Monitoring system performance is key to identifying issues early. Look at energy production data over time to spot underperforming panels. According to CI Services, call a solar technician if production drops more than 15% from usual levels. They can troubleshoot and identify any maintenance needs.
Future Prospects
The future of solar energy is extremely promising. Research from MIT shows that solar energy has great potential in the future as technologies improve The Future of Solar Energy – MIT Energy Initiative. Solar costs have dropped dramatically in the past decade, with solar panel prices declining 89% since 2009 according to the Solar Energy Industries Association. Experts predict solar will continue getting more efficient and less expensive.
Advancements in solar cell technology are leading to more efficient conversion of sunlight into electricity. Emerging techniques like perovskite solar cells and organic photovoltaics can absorb more sunlight due to enhanced light-harvesting properties. Conventional silicon solar panels are also improving, with typical efficiencies rising from 15% to over 20% in the past 10 years.

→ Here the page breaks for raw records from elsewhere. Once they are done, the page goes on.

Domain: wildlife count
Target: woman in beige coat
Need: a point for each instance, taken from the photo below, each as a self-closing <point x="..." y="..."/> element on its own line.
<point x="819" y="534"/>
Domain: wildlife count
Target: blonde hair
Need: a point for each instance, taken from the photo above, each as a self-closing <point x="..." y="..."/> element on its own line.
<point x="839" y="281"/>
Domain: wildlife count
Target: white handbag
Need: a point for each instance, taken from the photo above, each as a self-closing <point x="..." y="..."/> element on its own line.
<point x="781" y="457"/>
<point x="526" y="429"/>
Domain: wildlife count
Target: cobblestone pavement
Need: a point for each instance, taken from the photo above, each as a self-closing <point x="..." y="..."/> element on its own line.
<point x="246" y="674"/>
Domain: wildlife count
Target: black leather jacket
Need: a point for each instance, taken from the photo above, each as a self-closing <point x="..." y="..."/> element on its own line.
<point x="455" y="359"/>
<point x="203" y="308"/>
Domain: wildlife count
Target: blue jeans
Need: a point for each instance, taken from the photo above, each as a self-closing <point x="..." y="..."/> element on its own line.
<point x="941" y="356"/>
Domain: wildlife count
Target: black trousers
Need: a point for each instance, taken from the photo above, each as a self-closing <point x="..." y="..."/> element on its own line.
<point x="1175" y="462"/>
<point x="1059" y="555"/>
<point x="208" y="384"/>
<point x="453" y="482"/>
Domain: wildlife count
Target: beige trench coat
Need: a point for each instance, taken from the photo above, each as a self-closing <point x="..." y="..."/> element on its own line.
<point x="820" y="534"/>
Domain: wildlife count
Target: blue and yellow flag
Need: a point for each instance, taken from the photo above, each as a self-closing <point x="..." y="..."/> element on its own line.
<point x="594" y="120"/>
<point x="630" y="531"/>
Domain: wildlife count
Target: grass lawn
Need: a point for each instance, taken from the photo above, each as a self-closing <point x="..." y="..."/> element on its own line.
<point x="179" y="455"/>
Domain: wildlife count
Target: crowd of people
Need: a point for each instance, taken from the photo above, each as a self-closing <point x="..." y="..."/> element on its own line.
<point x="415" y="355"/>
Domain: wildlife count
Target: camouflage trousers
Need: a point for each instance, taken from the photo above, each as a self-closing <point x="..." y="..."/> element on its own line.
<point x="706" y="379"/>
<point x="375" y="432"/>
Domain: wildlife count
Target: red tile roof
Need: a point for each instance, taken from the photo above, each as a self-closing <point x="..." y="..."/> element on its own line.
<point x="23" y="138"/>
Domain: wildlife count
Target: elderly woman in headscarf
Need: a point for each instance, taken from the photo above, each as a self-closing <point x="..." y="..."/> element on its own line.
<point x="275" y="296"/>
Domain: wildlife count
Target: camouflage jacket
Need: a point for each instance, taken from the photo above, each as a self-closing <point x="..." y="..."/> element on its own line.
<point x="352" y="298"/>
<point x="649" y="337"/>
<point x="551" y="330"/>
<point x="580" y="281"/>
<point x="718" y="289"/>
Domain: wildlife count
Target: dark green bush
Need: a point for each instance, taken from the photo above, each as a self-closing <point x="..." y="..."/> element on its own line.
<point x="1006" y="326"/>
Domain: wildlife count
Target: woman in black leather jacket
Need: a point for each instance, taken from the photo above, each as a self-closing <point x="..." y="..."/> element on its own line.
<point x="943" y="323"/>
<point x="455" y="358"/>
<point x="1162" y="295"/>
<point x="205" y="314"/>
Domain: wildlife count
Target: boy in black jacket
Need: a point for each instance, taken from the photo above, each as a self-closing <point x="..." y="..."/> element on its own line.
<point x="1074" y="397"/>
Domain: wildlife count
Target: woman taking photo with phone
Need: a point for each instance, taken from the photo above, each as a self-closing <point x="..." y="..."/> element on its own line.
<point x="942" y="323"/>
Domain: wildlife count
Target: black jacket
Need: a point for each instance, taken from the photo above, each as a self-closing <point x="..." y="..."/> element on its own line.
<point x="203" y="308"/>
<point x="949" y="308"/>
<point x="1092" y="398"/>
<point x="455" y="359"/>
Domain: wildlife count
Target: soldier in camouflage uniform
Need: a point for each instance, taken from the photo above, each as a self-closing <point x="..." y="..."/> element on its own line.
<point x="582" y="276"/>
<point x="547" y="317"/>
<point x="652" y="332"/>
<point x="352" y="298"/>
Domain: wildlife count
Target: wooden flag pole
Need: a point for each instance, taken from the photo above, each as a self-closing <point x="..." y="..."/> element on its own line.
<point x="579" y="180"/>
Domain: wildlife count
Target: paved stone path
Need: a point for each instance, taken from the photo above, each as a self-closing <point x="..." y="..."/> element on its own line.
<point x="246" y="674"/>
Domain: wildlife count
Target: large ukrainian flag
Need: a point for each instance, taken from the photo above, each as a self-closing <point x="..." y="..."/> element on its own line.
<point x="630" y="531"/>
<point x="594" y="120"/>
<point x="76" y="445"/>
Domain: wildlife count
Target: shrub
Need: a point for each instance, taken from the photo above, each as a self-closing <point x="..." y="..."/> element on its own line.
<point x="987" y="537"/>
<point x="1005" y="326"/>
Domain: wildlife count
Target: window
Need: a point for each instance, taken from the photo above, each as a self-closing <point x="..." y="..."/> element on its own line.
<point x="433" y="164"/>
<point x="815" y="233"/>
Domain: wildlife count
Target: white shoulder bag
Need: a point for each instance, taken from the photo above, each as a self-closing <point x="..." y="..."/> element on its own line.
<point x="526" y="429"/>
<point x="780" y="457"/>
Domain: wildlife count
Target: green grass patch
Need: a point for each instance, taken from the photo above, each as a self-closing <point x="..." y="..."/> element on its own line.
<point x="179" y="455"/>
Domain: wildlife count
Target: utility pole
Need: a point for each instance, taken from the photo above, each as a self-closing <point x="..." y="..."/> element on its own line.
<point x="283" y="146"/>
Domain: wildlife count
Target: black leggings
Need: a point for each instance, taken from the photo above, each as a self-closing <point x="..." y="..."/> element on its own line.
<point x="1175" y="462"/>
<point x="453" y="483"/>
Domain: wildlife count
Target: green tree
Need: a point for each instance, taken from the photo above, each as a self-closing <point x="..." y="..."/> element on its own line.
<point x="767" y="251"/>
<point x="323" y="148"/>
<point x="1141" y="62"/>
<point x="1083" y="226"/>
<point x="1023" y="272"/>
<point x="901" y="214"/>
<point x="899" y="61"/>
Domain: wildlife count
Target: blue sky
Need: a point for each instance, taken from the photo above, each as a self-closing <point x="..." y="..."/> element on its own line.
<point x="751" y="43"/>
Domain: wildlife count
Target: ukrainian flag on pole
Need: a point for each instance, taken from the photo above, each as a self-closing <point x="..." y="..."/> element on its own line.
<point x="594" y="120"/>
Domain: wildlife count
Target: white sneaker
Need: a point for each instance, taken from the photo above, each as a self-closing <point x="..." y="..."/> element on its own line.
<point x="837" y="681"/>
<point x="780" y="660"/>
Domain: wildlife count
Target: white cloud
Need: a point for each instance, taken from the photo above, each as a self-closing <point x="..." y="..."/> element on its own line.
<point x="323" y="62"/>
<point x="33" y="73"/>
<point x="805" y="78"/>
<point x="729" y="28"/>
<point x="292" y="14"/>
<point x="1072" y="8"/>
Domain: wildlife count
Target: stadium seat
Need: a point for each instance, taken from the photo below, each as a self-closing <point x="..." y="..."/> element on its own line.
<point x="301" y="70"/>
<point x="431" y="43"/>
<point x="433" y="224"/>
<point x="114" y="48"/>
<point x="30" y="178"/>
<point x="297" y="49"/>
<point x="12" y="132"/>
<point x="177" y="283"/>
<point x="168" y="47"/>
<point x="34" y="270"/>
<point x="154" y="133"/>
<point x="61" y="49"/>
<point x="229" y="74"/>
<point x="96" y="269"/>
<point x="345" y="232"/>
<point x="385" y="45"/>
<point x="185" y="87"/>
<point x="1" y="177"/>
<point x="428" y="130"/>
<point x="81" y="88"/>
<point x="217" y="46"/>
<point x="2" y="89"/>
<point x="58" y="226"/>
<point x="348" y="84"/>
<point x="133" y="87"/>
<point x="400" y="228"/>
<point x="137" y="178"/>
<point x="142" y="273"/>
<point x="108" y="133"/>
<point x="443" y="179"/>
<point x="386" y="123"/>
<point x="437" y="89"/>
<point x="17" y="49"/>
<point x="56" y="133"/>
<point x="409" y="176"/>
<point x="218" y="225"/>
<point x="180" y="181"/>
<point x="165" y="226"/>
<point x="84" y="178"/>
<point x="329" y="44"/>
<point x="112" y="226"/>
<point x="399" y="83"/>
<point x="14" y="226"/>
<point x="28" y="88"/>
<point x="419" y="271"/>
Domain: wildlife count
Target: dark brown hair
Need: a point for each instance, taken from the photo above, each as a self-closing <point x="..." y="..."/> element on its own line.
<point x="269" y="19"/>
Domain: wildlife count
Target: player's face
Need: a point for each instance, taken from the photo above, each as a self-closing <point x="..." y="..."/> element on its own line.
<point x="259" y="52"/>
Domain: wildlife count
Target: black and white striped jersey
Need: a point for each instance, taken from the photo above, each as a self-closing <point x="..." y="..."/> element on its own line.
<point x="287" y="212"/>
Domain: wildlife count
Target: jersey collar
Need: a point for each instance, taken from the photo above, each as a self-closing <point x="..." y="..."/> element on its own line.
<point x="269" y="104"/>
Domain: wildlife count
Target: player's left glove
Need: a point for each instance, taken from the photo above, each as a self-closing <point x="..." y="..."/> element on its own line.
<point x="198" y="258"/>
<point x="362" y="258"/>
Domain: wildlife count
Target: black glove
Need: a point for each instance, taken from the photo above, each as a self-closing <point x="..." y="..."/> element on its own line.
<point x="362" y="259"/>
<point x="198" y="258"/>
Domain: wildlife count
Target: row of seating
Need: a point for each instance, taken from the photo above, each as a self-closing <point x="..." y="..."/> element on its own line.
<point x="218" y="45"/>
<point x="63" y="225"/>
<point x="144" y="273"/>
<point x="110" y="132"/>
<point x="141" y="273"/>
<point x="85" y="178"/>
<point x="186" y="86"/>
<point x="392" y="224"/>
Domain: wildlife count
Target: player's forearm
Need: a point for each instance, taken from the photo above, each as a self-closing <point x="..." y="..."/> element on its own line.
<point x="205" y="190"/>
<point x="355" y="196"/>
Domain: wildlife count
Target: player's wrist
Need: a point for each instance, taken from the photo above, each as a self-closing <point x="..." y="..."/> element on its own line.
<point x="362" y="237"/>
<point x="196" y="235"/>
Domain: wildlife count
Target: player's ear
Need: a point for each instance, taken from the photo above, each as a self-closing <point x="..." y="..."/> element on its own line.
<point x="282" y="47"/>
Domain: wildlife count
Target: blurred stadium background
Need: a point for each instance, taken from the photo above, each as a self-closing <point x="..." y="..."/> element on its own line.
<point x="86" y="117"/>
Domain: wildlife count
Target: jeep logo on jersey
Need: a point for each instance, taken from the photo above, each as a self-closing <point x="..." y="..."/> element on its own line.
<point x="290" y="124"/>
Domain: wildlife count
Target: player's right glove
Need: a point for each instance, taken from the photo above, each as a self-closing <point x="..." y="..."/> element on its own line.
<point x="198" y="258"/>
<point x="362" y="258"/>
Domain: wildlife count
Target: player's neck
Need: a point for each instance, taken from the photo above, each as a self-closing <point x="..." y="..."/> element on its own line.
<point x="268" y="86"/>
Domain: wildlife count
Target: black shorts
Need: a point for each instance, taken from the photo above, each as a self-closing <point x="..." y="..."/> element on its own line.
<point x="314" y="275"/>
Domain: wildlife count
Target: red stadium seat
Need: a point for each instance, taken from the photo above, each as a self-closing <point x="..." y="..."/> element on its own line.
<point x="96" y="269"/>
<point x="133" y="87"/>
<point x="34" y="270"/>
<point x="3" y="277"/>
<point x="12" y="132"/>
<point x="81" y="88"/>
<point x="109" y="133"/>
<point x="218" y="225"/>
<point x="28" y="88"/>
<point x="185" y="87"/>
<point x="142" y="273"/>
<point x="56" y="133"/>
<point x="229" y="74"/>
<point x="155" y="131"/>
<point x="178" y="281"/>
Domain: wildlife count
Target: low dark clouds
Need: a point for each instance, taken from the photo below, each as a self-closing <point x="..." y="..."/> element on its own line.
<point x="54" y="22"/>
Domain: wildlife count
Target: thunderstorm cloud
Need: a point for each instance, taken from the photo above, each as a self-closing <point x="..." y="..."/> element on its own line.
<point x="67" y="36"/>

With increased efficiency and lowered costs, solar energy generation is forecasted to expand substantially. The National Renewable Energy Lab estimates solar could supply up to 14% of U.S. electricity demand by 2050, up from only 3% today. As solar electricity costs fall below competing sources like coal and natural gas, adoption rates are expected to surge globally. With roughly 100,000 MW of solar capacity installed worldwide by the end of 2021, we’ve only just begun to tap solar’s immense potential.